Investigating free-surface turbulent channel flow over rough bed using large-eddy simulation

The flow structure in turbulent free-surface flows are manipulated by both the bed and the water surface. The complexity of fluid flow phenomena occurring in this type of flow increases when roughness elements are attached to the bed. The roughness topography plays a crucial role in modification of flow statistics and structure. For instance, the height of roughness elements, the streamwise and spanwise heterogeneity in their shape and the relative flow submergence all contribute to the formation of various flow structures that modify the momentum and energy transport in the bulk flow and water surface deformations.

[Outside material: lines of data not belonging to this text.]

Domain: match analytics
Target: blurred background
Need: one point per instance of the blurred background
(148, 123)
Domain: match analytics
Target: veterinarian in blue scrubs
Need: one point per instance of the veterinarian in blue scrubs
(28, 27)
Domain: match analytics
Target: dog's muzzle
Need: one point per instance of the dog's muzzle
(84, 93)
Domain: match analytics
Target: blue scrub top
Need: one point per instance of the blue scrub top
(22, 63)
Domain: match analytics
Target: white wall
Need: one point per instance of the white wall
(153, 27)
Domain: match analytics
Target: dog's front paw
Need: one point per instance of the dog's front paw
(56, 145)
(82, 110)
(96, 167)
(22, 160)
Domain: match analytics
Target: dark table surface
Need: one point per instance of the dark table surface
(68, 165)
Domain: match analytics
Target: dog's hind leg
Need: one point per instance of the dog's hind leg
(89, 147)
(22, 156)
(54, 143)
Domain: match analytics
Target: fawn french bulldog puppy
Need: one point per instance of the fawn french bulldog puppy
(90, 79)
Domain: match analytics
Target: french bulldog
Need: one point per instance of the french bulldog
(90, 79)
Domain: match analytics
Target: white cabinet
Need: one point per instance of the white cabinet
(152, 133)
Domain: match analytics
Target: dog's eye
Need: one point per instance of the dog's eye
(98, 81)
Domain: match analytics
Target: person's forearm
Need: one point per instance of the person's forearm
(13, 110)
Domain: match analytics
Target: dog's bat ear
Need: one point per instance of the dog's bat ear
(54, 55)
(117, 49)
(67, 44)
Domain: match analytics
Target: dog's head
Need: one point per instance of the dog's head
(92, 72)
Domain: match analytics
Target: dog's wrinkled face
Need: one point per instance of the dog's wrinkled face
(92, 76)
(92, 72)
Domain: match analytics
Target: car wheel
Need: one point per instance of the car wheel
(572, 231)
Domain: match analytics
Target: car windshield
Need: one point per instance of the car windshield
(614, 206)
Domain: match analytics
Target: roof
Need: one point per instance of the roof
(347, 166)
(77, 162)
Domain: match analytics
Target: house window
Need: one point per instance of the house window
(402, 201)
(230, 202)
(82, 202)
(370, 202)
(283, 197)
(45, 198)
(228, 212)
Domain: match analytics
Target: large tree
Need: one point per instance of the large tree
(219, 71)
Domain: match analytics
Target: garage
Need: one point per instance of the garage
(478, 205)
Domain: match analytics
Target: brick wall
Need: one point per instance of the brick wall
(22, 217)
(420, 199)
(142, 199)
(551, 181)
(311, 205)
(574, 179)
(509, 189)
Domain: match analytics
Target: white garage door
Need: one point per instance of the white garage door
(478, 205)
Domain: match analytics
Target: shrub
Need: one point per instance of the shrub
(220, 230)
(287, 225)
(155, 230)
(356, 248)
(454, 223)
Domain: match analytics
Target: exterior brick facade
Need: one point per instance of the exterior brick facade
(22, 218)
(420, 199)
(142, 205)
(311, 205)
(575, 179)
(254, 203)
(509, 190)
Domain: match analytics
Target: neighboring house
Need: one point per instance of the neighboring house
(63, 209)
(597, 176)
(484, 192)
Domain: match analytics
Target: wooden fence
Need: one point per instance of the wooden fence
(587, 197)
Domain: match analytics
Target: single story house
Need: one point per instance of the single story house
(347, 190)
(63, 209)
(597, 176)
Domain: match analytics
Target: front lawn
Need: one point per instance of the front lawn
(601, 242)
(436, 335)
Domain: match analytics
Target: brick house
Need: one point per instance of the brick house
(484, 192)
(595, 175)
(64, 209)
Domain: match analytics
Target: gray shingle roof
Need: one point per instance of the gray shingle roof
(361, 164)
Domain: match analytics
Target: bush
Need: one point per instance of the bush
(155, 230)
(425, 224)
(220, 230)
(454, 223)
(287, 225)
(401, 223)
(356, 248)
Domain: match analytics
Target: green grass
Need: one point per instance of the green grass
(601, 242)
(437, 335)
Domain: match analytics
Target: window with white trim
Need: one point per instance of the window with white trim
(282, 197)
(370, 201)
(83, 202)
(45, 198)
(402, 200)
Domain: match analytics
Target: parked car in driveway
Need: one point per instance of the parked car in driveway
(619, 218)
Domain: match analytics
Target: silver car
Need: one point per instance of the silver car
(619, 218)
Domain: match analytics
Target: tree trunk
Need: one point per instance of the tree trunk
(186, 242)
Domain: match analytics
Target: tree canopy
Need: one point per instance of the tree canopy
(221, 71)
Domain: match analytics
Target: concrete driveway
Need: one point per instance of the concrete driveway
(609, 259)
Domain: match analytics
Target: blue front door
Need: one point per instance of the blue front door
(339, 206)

In this work large-eddy simulations of free surface turbulent channel flow over a rough bed are performed. The roughness topography consists of hexagonally-packed hemispheres. Two flow depth is considered at similar Froude number but different Reynolds numbers. First and second order flow statistics are investigated near the bed and in the bulk of the flow to evaluate the effects of bed roughness, flow depth and water surface on these flow variables. The effects of bed roughness on the averaged parameters are also represented using the double averaging method in which the Navier-Stokes equations are averaged first temporally and then spatially. Secondary flow is another flow feature in free-surface flows appearing as streamwise-aligned rolls in time-averaged velocity field if the bed roughness topography is heterogeneous in the spanwise direction. This flow is investigated here as well for both flow cases.



The present results show that the effects of Re is more significant than flow depth near the roughness crest. The effects of water surface are similar for both flow depths considered here. The behaviour of the mean streamwise velocity and velocity variances are similar in this work and the differences in their values are attributed to the difference in Re.